# Sentiment Analysis of Game of Thrones wiki - Fandom

#### Chosen characters for sentiment analysis:
 - Cersei Lannister
 - Tyrion Lannister
 - Jon Snow
 - Daenerys Tagaryen
 - Arya Stark

Since there are 389 characters total, there would be too many to analyse and a lot of them are insignificant for this analysis. Thus, we have chosen to conduct sentiment analysis on the 5 characters mentioned above. These were chosen due to their longevity in the series and thus we will be able to conduct a more in-depth analysis. Thus, we will be able to see each character stories throughout the series and what happens to them.  

Additionally we will be able to see if characters is positive/negative/neutral in language, assuming that this will be able to help us see if their stories and actions are negative (war, loosing people, etc.) or positive (finding love, "winning", etc.).

In [1]:
# Importin libraries to get the necessary data (character descriptions from the fandom page)
import pandas as pd
import requests
from bs4 import BeautifulSoup
import re
from nltk.sentiment.vader import SentimentIntensityAnalyzer
from nltk import word_tokenize
from urllib.request import urlopen
from nltk.corpus import stopwords
import json
import nltk
import numpy as np 
from nltk.classify import SklearnClassifier
from sklearn.model_selection import train_test_split
from wordcloud import WordCloud, STOPWORDS
import matplotlib.pyplot as plt
%matplotlib inline

In [2]:
sentiment = SentimentIntensityAnalyzer()

In [3]:
stop_words = stopwords.words('english')
stop_words.remove('not')
stop_words.extend(['tells', 'asks', 'however', 'though', 'also', 'later', 'nt', 'say', 'hound', 'says'])
stop_words = list(stop_words)

In [4]:
CharacterNames = []
with open('characters.json') as json_file:
    data = json.load(json_file)
    for p in data['characters']:
        CharacterNames.append(p['characterName'])
CharacterNames = ' '.join(CharacterNames)
CharacterNames = CharacterNames.split()
CharacterNames = [item.lower() for item in CharacterNames]

In [5]:
FamilyMembers = ['father', 'mother', 'nephew', 'cousin', 'wife', 'brother', 'sister', 'niece', 'son', 'daughter', 
                'surname', 'grandfather', 'grandmother', 'men', 'women', 'brothers', 'daughters', 'children', 'child']

In [6]:
characters = ['Jon Snow', 'Cersei Lannister', 'Tyrion Lannister', 'Daenerys Targaryen', 'Arya Stark']
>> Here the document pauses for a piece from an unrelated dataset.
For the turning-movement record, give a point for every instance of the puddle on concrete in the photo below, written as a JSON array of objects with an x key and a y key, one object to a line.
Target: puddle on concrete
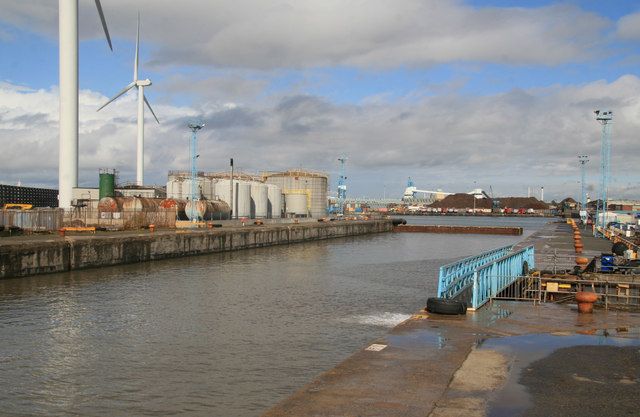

## Functions to obtain and clean data

In [7]:
def clean_data(text, FamilyMembers, CharacterNames, stop_words):
    digits = '[0-9]'
    symbols = '[!#$%&()*+-./:;<=>?@[\]^_`{|}~\n]'
    
    doc = text
    # remove digits
    doc = [re.sub(digits, '', i) for i in doc]
    # remove symbols
    doc = [re.sub(symbols, '', i) for i in doc]
    # remove single characters
    doc = [re.sub('\\b[^(aiouvAIOUV)]{1} \\b', ' ', i) for i in doc]
    # remove links 
    doc = [re.sub(r'http\S+', '', i) for i in doc]
    # remove punctuation
    doc = [re.sub(r'[^\w\s]', '', i) for i in doc]
    # remove html syntax (\t and \n)
    doc = [re.sub(r'[\t\n\r]', '', i) for i in doc]
    # remove white spaces
    doc = [re.sub('(?<=\n)\s+\n', '', i) for i in doc]
    # stopwords, family member, character names
    doc = [w for w in doc if not w in stop_words]
    doc = [w for w in doc if not w in FamilyMembers]
    doc = [w for w in doc if not w in CharacterNames]

    return doc

### Obtaining relevant text for each character

In [8]:
# Obtaining character description for the 5 chosen characters

def CharDescription(root, endpath):
    path = root+endpath
    req = requests.get(path)
    html_page = req.content
    soup = BeautifulSoup(html_page, 'html.parser')
    text = soup.find_all(text=True)

    output = ''
    blacklist = [
        '[document]',
        'noscript',
        'header',
        'html',
        'meta',
        'head', 
        'input',
        'script',
    # there may be more elements you don't want, such as "style", etc.
    ]
    
    for words in text:
        if words.parent.name not in blacklist:
            output += '{} '.format(words) 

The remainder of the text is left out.